8.セルシア国王視点
セルシア国王は、ダルヴァール公爵の従兄弟である。今は引退しているダルヴァール公爵の父は、先代王の王弟である。セルシア国王とダルヴァール公爵は幼馴染の親友である。帰国したらすぐに謁見するようにダルヴァール公爵へ書簡を送っていて、詳しい話を聞けるのを心待ちにしていた。
世界一位の国力のエンドラ王国は世界の警察とも言われ、世界二位の国力を持つ野心溢れるディーク帝国を抑え込むことのできる唯一の国である。
周辺の国が帝国に武力で取り込まれそうになった際、攻撃を受けた際は、軍事支援をしている。
セルシア王国とて世界三位の大国ではあるが、圧倒的一位のエンドラ王国には遠く及ばない。
セルシア王国とエンドラ王国は同盟国ではあるが、この婚約で今まで以上に強固な信頼関係が得られるのでは無いかと嬉しく考えた。
しかし、セルシア王国国内の貴族は、ただでさえ蒸気機関車、製糸場などで大発展を遂げていて王国を揺るがす力を持つダルヴァール公爵が、更に力をつけて王国に反旗を翻さないか問題視する声も大きい。
ダルヴァール公爵は人格者で裏切りなど全く考えておらず、周りでダルヴァール公爵を担ぎ上げようとする動きが出るとすぐに抑制しているくらいだが、力関係も考えてセルヴィア嬢を我が国の王太子妃にできればと密かに考えていたので、今回の婚約に落胆したのも事実だ。

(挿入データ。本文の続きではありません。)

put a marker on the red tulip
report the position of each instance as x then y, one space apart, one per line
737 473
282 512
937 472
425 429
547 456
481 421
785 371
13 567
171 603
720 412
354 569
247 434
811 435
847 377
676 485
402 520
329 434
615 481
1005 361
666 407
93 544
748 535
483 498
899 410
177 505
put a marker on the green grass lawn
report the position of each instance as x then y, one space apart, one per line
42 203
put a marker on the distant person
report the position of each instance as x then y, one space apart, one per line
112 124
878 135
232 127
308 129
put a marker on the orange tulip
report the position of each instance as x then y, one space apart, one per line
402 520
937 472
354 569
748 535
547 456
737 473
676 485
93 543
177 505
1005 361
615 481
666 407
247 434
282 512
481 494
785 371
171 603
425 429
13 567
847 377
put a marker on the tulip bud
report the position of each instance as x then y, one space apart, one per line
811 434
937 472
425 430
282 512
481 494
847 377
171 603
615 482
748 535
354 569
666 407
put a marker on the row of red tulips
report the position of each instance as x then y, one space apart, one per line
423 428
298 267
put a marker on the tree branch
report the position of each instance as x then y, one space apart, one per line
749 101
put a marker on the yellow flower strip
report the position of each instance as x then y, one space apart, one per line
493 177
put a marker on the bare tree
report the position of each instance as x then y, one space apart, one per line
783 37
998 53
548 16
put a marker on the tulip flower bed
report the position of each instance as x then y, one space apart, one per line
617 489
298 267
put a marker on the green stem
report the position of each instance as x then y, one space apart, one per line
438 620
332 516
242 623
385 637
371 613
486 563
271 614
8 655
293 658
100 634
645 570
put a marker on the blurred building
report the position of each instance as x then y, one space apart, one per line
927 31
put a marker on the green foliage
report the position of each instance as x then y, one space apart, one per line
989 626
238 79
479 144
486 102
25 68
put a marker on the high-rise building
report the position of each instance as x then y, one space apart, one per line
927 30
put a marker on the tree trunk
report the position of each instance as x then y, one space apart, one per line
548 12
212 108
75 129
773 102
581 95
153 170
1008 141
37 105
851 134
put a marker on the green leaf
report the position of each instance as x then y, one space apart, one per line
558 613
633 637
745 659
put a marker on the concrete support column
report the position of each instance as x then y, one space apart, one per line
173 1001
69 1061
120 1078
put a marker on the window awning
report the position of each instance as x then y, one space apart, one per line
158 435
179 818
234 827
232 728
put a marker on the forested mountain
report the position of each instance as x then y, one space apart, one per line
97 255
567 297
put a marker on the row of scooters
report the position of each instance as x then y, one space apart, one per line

「では、エンドラ王国王太子殿下の強い希望で、今回の婚約となったのだな。しかも、セルヴィア嬢が望めばいつでも婚約破棄ができるとは…よくエンドラ王国が許可をしたものだ。そんなにセルヴィア嬢は切望されているのか。まだ、社交界デビューもしていないし、学園にも通っていない幼さから言ってはいなかったが、6歳にして聡明と噂されるセルヴィア嬢を我が国の王太子妃にできればと密かに思っていたのだ。」
国王はセルヴィア嬢が学園に通うようになったら8歳のリチャード、6歳イーサンにも出会うだろから、2人の息子のどちらかとセルヴィアと息子が結婚を望んだ場合には婚約をできるのでは無いかと思案していた。
もしも息子がセルヴィア嬢を好きになった場合は、セルヴィア嬢からいつでもクリストファー王太子殿下と婚約破棄をできる契約であることを伝えよう。
婚約破棄ができるという事は極秘事項だが、2人の息子なら口外しないはずだ。